Welcome guest. Before posting on our computer help forum, you must register. Click here it's easy and free.

Author Topic: Embedded for loop.  (Read 6322 times)

0 Members and 1 Guest are viewing this topic.

Betty

    Topic Starter


    Rookie

    • Experience: Beginner
    • OS: Windows XP
    Embedded for loop.
    « on: August 21, 2011, 03:11:59 AM »
    Win XP Pro SP3 and all updates.

    I want to interleave lines from two plain text files so that the first line of File1 is followed by the first line of File2, the second line of File1 is followed by the second line of File2 etc...  Both files contain the same number of lines.
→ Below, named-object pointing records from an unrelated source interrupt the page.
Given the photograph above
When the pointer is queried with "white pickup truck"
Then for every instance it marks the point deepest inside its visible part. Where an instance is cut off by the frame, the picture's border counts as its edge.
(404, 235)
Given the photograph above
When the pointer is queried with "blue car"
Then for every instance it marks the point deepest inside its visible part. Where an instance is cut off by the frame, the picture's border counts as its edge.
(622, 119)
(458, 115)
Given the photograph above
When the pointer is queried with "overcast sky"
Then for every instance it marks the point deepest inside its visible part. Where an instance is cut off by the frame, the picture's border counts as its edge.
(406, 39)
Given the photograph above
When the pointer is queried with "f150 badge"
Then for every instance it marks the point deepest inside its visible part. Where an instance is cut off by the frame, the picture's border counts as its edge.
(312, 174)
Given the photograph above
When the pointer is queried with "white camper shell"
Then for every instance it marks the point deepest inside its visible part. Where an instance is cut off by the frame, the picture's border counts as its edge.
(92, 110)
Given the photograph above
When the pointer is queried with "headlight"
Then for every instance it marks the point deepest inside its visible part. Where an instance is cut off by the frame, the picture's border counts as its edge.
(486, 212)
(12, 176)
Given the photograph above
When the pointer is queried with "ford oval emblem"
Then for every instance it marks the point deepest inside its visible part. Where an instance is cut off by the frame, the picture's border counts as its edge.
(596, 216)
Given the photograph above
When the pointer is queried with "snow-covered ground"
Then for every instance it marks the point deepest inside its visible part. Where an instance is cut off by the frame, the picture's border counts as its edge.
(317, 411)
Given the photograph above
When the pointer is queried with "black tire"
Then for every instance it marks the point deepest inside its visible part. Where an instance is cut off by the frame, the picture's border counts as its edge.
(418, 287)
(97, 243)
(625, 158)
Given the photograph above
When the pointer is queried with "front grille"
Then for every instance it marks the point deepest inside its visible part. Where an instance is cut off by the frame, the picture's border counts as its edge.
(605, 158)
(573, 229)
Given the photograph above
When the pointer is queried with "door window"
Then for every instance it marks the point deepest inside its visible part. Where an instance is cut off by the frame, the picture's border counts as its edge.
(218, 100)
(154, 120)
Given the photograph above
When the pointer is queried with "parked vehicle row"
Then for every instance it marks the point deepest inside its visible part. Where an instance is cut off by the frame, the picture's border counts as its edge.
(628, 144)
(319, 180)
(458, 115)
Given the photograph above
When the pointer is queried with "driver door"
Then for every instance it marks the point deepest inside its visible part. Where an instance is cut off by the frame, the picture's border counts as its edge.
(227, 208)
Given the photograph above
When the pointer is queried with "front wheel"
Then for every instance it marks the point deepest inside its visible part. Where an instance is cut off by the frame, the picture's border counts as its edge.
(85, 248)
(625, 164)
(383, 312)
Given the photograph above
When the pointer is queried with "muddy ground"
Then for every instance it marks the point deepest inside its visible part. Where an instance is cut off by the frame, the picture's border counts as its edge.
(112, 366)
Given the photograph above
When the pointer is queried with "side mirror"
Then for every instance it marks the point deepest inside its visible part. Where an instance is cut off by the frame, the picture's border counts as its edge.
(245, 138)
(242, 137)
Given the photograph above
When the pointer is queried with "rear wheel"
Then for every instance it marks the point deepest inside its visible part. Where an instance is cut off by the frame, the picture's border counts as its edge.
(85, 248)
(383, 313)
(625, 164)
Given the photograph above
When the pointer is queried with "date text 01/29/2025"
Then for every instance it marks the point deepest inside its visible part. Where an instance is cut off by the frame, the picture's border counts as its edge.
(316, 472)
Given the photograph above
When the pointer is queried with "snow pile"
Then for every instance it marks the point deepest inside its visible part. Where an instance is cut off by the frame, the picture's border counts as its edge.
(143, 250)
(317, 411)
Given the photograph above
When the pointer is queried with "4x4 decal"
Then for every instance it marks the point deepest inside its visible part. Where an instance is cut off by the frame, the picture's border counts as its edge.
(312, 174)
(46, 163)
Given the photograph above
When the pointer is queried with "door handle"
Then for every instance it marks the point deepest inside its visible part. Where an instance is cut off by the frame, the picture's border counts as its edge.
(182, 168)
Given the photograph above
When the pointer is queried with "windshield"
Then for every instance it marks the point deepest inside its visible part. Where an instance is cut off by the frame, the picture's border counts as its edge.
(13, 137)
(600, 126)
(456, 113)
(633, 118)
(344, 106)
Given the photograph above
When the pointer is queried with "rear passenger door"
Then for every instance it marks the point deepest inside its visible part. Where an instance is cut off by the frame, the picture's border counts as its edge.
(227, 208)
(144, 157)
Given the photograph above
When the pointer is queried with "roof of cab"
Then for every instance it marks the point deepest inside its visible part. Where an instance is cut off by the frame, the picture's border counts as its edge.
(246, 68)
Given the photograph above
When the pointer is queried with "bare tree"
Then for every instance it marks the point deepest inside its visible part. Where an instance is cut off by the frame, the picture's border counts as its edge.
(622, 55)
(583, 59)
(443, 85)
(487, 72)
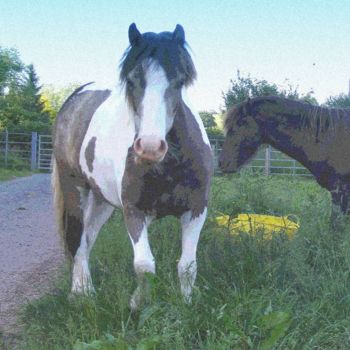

    Can this be achieved in For loops?   I tried the following script and the first lines appear ok but the script seems to loop through File2 before returning to pick up the second line of File1.  Thanks

    Code: [Select]
    @echo off
    cls
    setlocal

    for /f "tokens=*" %%A in (file1.txt) do (

    for /f "tokens=*" %%a in (file2.txt) do (

    (
    echo %%A
    echo %%a
    )>>newfile.txt


    REM  At this point I want to loop to the first For loop to input
    REM  the second line of File1.txt...

      )
    )

    type newfile.txt
    To the world you are just one person,
    To one person you are the world.

    Salmon Trout

    • Guest
    Re: Embedded for loop.
    « Reply #1 on: August 21, 2011, 05:16:49 AM »
    The FOR /F command will, as you have noticed, process the whole of the file before terminating so while your idea of an outer loop processing file1 and an inner loop processing file2 is OK, you will have to resort to some extra stuff to isolate the line you want in the inner loop. Using delayed expansion allows you to set and read line count variables so you can grab the right line in the inner loop, and a first attempt might look something like this

    Code: [Select]
    setlocal enabledelayedexpansion
    set File1LineCount=1
    for /f "delims=" %%A in (file1.txt) do (
    set File1Line=%%A
    set File2LineCount=1
    for /f "delims=" %%B in (file2.txt) do (
    set File2Line=%%B
    If !File1LineCount! equ !File2LineCount! (
    echo !File1Line! >> File3.txt
    echo !File2Line! >> File3.txt
    )
    set /a File2LineCount+=1
    )
    set /a File1LineCount+=1
    )

    File1.txt:
    Code: [Select]
    This is line 1 of file1.txt
    This is line 2 of file1.txt
    This is line 3 of file1.txt
    This is line 4 of file1.txt
    This is line 5 of file1.txt
    This is line 6 of file1.txt
    This is line 7 of file1.txt
    This is line 8 of file1.txt
    This is line 9 of file1.txt
    This is line 10 of file1.txt

    File2.txt:
    Code: [Select]
    This is line 1 of file2.txt
    This is line 2 of file2.txt
    This is line 3 of file2.txt
    This is line 4 of file2.txt
    This is line 5 of file2.txt
    This is line 6 of file2.txt
    This is line 7 of file2.txt
    This is line 8 of file2.txt
    This is line 9 of file2.txt
    This is line 10 of file2.txt

    File3.txt:
    Code: [Select]
    This is line 1 of file1.txt
    This is line 1 of file2.txt
    This is line 2 of file1.txt
    This is line 2 of file2.txt
    This is line 3 of file1.txt
    This is line 3 of file2.txt
    This is line 4 of file1.txt
    This is line 4 of file2.txt
    This is line 5 of file1.txt
    This is line 5 of file2.txt
    This is line 6 of file1.txt
    This is line 6 of file2.txt
    This is line 7 of file1.txt
    This is line 7 of file2.txt
    This is line 8 of file1.txt
    This is line 8 of file2.txt
    This is line 9 of file1.txt
    This is line 9 of file2.txt
    This is line 10 of file1.txt
    This is line 10 of file2.txt

    However, although it is possible to demonstrate this method convincingly with dinky little test files of 10 or so lines, and see the result (in effect) at once, it does not scale well as the number of lines increases. For each line of File 1 you are forced to read in every line of File 2, even though you only need one. On my system, (3.0 GHz quad core, 64 bit Windows 7, 4 GB RAM, 7200 rpm SATA drive) I got these times with lines around 25 characters each...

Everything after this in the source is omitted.